Abnormal EMG results:
IV. Spontaneous activity:
As
 a normal muscle at rest shows electrical silence, any activity during 
the relaxed state is known as spontaneous activity. These spontaneous 
activities are not produced by the voluntarily muscle contraction. Four 
types of spontaneous action potentials have been identified.

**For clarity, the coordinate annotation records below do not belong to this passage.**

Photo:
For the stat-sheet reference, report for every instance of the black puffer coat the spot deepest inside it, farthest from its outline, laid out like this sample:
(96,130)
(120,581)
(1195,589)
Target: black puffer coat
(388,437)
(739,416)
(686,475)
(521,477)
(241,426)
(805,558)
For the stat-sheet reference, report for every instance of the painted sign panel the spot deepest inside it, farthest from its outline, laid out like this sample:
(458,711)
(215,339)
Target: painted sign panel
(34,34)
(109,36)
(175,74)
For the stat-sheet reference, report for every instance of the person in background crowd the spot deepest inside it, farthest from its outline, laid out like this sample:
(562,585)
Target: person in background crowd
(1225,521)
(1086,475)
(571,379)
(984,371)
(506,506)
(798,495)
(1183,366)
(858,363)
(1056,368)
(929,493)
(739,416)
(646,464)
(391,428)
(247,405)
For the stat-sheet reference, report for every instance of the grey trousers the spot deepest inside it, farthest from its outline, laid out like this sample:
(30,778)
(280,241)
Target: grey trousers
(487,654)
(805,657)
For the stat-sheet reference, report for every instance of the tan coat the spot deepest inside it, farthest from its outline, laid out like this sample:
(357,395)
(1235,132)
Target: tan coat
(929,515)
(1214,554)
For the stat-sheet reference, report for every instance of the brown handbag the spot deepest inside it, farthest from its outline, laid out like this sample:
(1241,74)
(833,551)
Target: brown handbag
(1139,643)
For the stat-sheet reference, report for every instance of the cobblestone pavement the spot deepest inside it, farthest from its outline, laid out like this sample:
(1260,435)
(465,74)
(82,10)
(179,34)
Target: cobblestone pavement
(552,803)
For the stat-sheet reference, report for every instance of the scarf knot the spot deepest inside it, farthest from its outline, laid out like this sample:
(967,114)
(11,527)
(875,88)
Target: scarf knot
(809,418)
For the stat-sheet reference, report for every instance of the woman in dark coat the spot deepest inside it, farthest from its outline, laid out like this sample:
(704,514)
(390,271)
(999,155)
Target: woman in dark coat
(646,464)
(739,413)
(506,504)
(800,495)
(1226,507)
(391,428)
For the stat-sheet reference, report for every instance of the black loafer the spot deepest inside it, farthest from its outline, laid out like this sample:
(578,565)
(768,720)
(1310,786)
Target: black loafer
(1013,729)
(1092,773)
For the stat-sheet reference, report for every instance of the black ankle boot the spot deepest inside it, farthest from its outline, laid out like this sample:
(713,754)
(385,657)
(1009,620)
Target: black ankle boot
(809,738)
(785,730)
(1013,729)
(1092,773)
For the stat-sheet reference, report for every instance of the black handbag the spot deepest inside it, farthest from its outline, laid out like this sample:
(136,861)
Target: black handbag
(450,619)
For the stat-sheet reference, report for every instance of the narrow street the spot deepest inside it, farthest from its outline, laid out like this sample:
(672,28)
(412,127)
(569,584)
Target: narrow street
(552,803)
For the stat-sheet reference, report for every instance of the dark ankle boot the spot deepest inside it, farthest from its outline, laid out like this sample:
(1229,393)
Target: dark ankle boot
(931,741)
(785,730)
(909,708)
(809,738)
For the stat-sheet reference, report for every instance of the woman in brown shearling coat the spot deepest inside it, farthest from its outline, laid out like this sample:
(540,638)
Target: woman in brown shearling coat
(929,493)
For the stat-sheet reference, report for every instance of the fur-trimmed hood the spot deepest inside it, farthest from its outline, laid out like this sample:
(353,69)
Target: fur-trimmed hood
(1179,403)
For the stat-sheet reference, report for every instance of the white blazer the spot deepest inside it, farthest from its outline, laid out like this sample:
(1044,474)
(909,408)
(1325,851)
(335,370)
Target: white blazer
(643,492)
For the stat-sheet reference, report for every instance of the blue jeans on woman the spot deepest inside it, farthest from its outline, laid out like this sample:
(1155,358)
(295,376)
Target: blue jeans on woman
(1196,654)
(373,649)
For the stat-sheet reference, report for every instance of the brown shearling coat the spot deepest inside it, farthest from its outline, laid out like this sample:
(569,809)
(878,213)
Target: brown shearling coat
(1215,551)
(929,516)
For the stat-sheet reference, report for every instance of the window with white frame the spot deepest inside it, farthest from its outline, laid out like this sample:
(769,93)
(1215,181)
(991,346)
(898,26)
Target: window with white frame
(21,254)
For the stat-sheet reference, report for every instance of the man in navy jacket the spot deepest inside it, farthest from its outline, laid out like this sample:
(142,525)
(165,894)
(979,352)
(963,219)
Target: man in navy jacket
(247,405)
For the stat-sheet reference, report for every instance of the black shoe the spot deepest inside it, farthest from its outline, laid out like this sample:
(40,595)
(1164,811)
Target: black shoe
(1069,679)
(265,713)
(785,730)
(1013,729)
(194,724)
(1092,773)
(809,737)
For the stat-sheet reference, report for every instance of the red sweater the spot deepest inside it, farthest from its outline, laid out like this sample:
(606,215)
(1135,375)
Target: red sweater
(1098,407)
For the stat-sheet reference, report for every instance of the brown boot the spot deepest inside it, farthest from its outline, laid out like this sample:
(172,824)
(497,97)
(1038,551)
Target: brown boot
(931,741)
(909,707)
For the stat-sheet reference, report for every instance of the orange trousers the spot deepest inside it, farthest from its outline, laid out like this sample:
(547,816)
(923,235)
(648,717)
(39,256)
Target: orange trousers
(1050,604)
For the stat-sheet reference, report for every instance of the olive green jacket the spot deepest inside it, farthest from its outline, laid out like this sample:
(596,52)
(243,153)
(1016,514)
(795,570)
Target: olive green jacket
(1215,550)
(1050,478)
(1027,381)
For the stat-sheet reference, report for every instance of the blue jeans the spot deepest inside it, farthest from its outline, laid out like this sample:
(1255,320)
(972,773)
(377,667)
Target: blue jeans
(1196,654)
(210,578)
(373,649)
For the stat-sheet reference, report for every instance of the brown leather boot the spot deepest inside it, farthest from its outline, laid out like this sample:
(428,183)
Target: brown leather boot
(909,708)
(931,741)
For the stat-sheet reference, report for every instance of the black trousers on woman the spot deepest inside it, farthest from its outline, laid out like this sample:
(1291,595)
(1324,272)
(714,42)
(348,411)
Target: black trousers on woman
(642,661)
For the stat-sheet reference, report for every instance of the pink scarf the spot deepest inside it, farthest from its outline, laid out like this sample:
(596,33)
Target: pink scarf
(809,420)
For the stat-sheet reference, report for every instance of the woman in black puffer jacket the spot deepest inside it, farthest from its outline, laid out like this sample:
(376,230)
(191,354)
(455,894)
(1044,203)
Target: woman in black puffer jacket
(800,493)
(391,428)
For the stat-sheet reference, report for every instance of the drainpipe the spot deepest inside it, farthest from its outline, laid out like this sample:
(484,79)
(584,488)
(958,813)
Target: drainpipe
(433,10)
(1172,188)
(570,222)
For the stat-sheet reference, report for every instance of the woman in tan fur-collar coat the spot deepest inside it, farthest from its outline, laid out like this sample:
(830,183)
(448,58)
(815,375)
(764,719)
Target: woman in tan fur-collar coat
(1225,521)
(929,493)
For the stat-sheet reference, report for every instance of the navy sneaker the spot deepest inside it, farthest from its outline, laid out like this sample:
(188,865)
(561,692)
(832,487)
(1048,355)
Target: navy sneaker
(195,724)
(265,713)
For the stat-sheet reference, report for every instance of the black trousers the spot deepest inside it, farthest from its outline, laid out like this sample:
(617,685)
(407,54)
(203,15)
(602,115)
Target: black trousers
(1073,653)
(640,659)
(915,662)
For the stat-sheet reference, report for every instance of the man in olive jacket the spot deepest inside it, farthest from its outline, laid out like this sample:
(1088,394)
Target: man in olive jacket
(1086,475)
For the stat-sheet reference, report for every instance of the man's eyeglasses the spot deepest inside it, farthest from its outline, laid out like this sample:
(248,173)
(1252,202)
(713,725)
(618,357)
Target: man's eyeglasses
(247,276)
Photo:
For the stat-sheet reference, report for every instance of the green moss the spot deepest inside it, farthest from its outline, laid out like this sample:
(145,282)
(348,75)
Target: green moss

V. Fibrillation potential:
These
 spontaneous potentials are arises from spontaneous depolarization of a 
single muscle fiber. They may have up to three phases with amplitude 
between 20 -300 μv and duration is 2 ms. They produce high pitch click 
sound having frequency 30 pulses/ s. they are indicative of lower motor 
neuron disorders such as peripheral nerve lesion (peripheral 
neuropathy), AHC diseases, rediculopathy, polyneuropathy but found in 
lesser extent in myopathic diseases such as muscular dystrophy, 
poliomyositis and myasthenia gravis.
VI. Fasciculation potential:
There
 are spontaneous potentials seen with irritation and degeneration of 
AHCs, compression of the nerve roots as well as muscle spasm or muscle 
cramps (muscle fibers overlap each other) or muscle guarding. They are 
found in Mylopathies, Myopathies, benign myokemia, motor poliomyelitis, 
spinal muscular dystrophy. These fasciculating potential may be 5 -200 
μv, duration is 5 – 25 ms, frequency is 50 pulses per second they 
produce low pitch thump sound.
VII. Positive sharp waves:
There
 are descriptive because they produce initial positive deflection. 
Usually they are monophasic but can be diphasic. The negative phase is 
off much lower amplitude and longer duration (sometimes up to 100 ms) 
than positive phase. The peak to peak amplitude is variable but may be 
up to 1 mv. Their duration may vary greatly 2 – 100 ms. But usually the 
duration is in between 10 – 20 ms. Frequency is 10 pulses/ second. They 
produce characteristic dull sounds. They are found in denervated muscle 
along with fibrillation potential. Primary muscular disorders such as 
muscular dystrophy, polymyositis, positive sharp waves and fibrillation 
potential are rarely found in UMN lesions.